たけしは好きだがマニアックなファンではない。つかず離れず、というより相当ライトなファンである。それなりに出版されたものを見たり、テレビ番組やら映画を見たり。といって当代の大スターだから、テレビ番組を見てるくらいファンでなくてもやってるだろう。自分がマニアックに追いかけた芸人だとか、ミュージシャンがいるからこそ、たけしについてはライトのファンと自称すべきなのはわかっている
その程度のファンなので書いてることが間違ってるかもしれないのだが、当番組で一番面白かったというか、おッと思ったのは、井上雅義という人がインタビューで出ていたことで、浅草フランス座でたけしと同時期に裏方をやっていたという人だそうだ。そして自分の知る限りたけしが雑誌の連載などで、文章の最後に、構成・井上雅義として載っている人でゴーストライターとは言わないが、たけしの文筆業の裏方であり、これは自分の想像だが、かなり分量の仕事をたけしの出版物でやっていると思っている。
この人は裏方だから顔を出さない人かなと思っていたので出てきてびっくり。今検索するといくつか顔は出てくるし、たけしについての本を自分の名義で出版もしているらしい。

浅草フランス座について。フランス座が今のどこなのかよく知らない。調べれば出てくるし、それを確認して、あーフランス座は今こうなってるのかって思ったこともあるのだけど、やはり、本で覚えたようなことというのは、身体に入ってこないというか。むしろそういうことを頭に詰め込むのを良しとしない面もある。さて一応文章を書くにあたって、調べてみる。なんとなくそうじゃないかなとは思っていたけど、フランス座って浅草演芸ホールの上にあったのか、そして今は東洋館という演芸の劇場。
落語が好きだったころ浅草は何度も行った。浅草演芸ホールも何度も行った。そのころフランス座がここだったことなんかも知ったはず。でも興味がないから忘れちゃったのだろう。実際に自分が体験したこととの差である。
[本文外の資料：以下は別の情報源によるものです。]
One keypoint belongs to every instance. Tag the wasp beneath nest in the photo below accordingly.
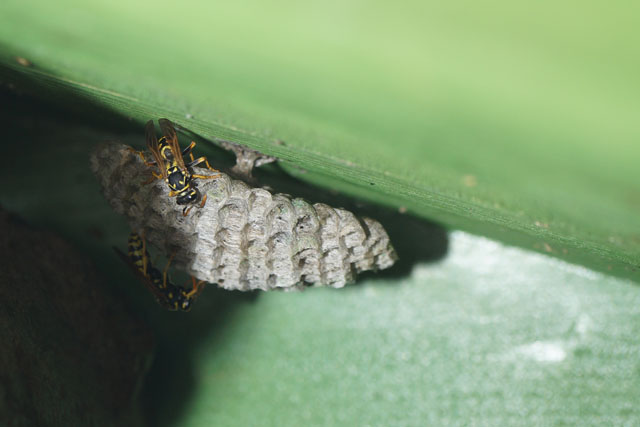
(245, 238)
(170, 296)
(169, 159)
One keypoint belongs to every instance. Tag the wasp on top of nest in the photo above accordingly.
(244, 237)
(169, 159)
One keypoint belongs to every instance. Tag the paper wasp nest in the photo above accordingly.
(244, 238)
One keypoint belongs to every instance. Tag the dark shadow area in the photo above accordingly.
(49, 134)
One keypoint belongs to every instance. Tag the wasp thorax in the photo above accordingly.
(243, 238)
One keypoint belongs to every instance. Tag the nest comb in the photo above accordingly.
(244, 238)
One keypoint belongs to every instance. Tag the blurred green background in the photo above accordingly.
(511, 121)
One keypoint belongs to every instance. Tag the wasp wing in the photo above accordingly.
(170, 135)
(152, 145)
浅草は散歩したり浅草演芸ホールじゃない落語会に行ったり、そう定席じゃない落語会。談志を浅草で何度か見た。「浅草談志の会」、これは複数回行った。どれも良かった。あとひとつ、記憶だけで書くがたぶん1995年の1月か2月くらい、飛行機会社の寄席、確か「日航寄席」だったと思うが、飛行機で流す落語の録音をする会で、ラストが談志だった。浅草でやる談志は談志の言うところの良い落語でなく、大衆的、猥雑、レベルの低い、素人に受けるようなものであり、それを楽しそうにやる談志が好きだった
この日航寄席は爆笑だったねえ。談志の前が順子ひろし、その前、仲主任が馬風。談志いわく「馬風、明日順子ひろしときて、おれ。ここでいい落語をやるわけはない」
その後飛行機を題材にしたブラックジョークを延々(自分の記憶では40分くらいやっていたと思う)。それを終え、「ここまでは全部カット、使えるわけがない」と。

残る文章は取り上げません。